Follow-up to our Dev Brunch July 2010

A follow-up to our July 2010 Dev Brunch, summarizing the talks and providing bonus material.

Last Saturday, we held our Dev Brunch for July 2010. The setting of this brunch was unusual, as we didn’t brunch, but cooked spaghetti (to be exact: had spaghetti cooked while we ranted about different workplaces). We also didn’t start in the late morning, but in the early afternoon. Later on, a LAN computer game party was held in our office, limiting our time-frame a bit. Due to rainy weather, we stayed inside and discussed the topics listed below.

The Dev Brunch

If you want to know more about the meaning of the term “Dev Brunch” or how we implement it, have a look at the follow-up posting of the brunch in October 2009. We continue to allow presence over topics. Our topics for the brunch were:

  • Your own Java ResourceBundle implementation – Since Java 6, there is the new possibility to add your own ResourceBundle formats under the generic API using ResourceBundle.Control. We discussed several possible use cases and had an example case mocked up in source code. The API enables you to do what was impossible beforehands but isn’t as polished as it could be.
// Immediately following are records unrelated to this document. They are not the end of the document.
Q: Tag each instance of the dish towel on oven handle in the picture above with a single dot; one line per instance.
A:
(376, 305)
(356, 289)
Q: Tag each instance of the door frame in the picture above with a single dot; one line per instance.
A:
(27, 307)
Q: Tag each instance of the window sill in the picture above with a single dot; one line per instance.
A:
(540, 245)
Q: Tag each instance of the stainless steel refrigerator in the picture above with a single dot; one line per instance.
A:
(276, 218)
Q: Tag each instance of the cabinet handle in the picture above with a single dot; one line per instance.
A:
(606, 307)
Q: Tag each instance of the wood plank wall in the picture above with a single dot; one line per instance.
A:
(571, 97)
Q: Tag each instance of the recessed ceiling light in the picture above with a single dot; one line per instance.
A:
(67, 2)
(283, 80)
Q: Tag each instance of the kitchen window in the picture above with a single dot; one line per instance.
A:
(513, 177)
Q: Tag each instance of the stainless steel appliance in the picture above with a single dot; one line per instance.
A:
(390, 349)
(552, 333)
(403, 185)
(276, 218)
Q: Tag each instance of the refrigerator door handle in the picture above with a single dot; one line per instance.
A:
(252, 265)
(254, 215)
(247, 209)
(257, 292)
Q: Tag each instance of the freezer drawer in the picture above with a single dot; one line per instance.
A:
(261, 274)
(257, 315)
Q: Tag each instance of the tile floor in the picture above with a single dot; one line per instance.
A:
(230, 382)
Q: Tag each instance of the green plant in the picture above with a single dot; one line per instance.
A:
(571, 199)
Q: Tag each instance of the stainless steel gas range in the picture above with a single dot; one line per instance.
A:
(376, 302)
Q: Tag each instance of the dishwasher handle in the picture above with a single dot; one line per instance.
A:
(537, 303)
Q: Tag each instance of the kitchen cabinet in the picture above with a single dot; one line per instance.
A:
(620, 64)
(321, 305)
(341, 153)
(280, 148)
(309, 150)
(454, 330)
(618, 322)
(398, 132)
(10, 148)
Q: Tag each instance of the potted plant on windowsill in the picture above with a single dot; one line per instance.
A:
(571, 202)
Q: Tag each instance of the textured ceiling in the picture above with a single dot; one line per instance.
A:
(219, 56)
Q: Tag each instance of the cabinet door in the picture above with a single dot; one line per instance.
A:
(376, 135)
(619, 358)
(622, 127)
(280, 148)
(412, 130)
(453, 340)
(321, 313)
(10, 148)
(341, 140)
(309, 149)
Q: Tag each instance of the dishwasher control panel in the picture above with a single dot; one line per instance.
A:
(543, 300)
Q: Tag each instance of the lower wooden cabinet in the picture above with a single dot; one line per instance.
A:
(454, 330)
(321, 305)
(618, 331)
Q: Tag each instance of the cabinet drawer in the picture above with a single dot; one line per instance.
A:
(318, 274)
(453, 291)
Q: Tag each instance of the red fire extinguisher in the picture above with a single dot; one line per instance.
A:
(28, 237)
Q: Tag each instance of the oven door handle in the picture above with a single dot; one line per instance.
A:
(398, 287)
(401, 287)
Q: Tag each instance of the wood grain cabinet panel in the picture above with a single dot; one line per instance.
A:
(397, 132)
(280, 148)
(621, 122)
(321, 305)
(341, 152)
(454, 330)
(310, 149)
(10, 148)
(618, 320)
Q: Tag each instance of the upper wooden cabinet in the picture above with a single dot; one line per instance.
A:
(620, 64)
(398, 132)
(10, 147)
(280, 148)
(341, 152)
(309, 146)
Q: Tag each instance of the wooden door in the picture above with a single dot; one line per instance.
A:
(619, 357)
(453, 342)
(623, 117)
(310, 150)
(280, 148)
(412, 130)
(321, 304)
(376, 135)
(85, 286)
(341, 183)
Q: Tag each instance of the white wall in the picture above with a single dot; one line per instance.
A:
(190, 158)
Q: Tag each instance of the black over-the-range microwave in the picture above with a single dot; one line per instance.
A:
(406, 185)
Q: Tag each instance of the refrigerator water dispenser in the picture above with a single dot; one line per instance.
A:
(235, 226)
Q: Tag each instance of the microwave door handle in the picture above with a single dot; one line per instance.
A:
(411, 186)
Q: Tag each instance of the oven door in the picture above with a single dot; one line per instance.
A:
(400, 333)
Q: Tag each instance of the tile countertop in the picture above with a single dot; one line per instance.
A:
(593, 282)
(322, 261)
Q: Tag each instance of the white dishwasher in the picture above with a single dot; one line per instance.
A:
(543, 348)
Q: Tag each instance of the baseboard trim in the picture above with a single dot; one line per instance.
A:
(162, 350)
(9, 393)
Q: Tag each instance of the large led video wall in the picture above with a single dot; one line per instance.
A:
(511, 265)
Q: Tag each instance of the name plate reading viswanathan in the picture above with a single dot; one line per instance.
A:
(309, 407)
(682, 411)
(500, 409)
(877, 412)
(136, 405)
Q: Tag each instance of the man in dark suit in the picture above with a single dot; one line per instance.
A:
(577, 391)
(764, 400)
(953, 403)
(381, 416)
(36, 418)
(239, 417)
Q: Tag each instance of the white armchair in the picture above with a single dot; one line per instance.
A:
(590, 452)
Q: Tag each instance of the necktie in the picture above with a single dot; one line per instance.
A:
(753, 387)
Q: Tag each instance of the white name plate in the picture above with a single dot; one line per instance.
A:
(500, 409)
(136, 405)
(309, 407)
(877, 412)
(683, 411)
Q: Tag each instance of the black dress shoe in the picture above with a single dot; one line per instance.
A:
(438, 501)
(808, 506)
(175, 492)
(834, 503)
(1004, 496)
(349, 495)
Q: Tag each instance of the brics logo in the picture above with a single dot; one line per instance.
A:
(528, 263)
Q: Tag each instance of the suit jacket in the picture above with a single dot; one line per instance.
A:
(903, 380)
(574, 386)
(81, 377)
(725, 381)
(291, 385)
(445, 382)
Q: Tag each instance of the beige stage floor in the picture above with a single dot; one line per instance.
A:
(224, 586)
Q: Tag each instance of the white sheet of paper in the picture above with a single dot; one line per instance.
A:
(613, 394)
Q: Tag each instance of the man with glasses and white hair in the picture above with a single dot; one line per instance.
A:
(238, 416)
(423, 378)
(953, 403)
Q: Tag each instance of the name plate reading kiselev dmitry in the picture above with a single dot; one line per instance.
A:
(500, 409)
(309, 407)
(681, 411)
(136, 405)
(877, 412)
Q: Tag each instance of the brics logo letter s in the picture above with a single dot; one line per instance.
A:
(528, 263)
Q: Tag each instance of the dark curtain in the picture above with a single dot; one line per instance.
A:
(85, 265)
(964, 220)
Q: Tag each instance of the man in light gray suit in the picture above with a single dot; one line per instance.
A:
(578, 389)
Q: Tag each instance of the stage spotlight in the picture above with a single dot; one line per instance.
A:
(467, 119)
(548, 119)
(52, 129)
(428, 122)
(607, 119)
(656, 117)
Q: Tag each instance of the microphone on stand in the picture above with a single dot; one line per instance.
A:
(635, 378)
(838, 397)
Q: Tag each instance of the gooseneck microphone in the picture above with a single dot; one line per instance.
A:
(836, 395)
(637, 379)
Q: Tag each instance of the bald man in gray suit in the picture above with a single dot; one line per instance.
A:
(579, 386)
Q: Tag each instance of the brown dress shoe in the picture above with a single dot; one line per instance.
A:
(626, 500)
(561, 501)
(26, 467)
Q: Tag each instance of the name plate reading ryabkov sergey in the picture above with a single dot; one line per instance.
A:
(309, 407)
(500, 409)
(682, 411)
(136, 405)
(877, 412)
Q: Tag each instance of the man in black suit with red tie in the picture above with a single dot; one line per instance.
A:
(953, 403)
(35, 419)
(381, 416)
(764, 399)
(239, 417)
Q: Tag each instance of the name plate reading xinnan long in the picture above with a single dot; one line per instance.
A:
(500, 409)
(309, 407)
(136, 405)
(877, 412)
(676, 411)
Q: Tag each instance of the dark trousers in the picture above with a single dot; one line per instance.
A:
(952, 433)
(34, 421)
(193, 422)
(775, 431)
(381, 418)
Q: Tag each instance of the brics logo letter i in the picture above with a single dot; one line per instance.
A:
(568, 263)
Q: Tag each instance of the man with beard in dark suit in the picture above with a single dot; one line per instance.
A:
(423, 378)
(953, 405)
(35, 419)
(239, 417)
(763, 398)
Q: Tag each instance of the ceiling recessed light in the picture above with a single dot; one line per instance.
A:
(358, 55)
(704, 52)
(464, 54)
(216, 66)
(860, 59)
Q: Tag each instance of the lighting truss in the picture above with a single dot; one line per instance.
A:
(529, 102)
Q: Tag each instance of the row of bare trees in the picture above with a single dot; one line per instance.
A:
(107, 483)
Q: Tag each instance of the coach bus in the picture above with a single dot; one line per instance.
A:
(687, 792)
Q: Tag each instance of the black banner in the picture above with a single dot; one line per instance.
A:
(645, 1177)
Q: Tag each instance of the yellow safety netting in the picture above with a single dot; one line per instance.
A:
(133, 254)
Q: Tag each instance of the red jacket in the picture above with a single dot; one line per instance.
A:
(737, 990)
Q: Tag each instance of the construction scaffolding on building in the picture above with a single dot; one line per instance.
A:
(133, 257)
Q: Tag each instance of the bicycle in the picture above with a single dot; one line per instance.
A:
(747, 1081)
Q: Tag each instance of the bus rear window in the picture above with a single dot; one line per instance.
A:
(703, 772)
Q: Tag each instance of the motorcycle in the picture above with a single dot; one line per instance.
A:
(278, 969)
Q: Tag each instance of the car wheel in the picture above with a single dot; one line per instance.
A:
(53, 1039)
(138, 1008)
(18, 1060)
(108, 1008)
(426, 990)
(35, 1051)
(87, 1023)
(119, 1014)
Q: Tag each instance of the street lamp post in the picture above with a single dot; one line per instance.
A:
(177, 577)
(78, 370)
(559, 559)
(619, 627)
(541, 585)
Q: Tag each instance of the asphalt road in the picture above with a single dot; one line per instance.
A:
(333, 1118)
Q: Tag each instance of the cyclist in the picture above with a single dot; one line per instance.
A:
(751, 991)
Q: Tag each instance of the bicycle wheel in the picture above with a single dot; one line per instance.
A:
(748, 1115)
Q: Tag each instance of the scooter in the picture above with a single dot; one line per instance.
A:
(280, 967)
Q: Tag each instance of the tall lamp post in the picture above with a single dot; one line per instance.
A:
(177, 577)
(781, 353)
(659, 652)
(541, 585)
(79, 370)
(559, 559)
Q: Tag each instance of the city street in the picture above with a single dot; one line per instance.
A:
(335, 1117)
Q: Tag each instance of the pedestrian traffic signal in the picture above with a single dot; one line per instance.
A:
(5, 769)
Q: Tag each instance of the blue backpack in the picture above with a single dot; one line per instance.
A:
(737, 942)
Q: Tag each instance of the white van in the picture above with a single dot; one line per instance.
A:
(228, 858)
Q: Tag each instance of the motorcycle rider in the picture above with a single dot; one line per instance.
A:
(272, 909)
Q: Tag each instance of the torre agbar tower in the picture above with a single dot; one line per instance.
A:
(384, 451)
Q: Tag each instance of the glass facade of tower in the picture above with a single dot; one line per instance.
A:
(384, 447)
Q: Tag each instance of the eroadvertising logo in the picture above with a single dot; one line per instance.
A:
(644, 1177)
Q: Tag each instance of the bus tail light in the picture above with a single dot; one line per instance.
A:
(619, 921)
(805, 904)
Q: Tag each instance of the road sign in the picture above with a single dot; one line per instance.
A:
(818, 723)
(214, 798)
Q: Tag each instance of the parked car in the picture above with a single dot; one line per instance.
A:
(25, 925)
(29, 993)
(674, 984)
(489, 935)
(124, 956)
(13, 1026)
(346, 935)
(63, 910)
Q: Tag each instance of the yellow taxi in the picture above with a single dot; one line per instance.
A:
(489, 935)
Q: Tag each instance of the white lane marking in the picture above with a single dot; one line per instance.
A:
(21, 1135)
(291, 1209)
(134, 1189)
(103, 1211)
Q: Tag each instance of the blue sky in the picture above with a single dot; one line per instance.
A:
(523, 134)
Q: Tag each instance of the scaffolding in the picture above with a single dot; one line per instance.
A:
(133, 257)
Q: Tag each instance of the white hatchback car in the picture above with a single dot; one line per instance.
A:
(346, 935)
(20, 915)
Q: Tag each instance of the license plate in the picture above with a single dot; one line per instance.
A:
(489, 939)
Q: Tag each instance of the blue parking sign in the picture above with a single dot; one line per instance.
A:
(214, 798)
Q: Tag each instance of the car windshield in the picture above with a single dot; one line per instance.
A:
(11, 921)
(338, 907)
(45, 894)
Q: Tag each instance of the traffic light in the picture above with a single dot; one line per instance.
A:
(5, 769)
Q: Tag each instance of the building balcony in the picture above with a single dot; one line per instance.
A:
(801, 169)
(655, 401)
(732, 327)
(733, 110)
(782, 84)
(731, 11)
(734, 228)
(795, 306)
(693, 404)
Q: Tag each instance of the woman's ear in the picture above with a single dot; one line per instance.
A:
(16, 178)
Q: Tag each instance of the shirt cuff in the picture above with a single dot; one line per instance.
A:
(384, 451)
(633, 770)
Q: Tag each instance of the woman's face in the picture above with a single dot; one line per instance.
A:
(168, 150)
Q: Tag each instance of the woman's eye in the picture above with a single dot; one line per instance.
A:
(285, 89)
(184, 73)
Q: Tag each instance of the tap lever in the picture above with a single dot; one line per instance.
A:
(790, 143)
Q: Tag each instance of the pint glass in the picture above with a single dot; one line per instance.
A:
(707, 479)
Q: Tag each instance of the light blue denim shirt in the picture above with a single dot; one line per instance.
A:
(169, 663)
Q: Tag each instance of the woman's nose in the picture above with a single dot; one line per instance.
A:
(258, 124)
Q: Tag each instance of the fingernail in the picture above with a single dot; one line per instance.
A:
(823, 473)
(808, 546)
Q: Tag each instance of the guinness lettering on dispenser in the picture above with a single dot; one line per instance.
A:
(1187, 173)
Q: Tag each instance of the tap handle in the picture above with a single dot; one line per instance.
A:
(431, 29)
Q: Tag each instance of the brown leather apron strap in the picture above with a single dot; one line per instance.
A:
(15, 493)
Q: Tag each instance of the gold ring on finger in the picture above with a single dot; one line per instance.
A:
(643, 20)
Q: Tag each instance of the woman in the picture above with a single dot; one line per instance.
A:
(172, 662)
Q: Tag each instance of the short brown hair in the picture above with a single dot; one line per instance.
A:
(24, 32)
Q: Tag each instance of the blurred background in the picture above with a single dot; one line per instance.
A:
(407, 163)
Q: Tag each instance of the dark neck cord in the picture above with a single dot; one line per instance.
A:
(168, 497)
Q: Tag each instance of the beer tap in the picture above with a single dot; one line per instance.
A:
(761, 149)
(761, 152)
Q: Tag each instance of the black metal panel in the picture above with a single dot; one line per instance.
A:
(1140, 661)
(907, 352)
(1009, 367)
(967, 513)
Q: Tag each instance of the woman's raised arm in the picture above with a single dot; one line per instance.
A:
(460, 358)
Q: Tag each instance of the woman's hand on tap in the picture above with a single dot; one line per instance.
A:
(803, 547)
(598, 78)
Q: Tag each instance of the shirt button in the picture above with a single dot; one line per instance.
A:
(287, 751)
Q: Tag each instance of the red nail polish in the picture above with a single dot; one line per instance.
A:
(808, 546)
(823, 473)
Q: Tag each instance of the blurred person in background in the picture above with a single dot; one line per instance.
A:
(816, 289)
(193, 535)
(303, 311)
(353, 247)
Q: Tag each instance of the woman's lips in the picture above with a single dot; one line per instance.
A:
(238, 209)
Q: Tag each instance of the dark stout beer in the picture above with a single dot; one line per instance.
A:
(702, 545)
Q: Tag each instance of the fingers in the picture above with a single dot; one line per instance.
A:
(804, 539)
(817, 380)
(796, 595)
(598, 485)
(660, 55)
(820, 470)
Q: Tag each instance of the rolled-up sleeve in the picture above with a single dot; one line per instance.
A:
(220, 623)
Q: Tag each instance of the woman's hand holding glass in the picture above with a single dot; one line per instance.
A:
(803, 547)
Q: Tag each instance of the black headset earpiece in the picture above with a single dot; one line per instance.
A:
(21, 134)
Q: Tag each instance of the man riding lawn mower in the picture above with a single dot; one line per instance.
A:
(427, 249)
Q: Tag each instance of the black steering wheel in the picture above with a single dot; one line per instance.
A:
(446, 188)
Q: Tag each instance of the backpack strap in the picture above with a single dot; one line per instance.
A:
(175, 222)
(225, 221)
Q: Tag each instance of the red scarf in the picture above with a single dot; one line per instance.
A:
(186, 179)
Worth a closer look if you want to combine ResourceBundle with your i18n database, for example.
  • Thoughts on “Team Rooms” – Lately, there was a very good blog entry about team rooms and how they are introduced by Martin Fowler. The article is titled “The rise of the cattle office” and has some valid points. But nearly every attendee of the brunch likes working in a team room. We had a great discussion that can’t be summarized in a single sentence, but one advice: Mr. Fowler, please put up some nicer teaser image in your bliki!
  • Retrospective of the Java Forum Stuttgart 2010 – The Java Forum Stuttgart 2010 is a local conference dedicated to Java. It grew into a 1k+ developer’s meeting for southwest germany. You cannot avoid to meet former colleagues and chat non-stop in the pauses. The presentations are mostly very professional and worthwhile. We learnt a bit about long-term serialization issues (put a version in your XML namespace!), better JUnit (Rules are cool!), some Dependency Injection myths (though this presentation could have been snappier) and got introduced to Apache Hadoop (Map/Reduce at its best). Embedded Java still is the hell we remembered it to be. But the best presentation of the day clearly was Dr. Simon Wiest talking about Hudson and advanced techniques to speed up your build.

Retrospection of the brunch

The group of attendees was small again, with several firsttime guests. This helped the disgression factor a lot, we talked a lot about all kinds of topics that didn’t make it on the list above. The time and setup was a bit unusual, but the brunch itself was fun and insightful as always.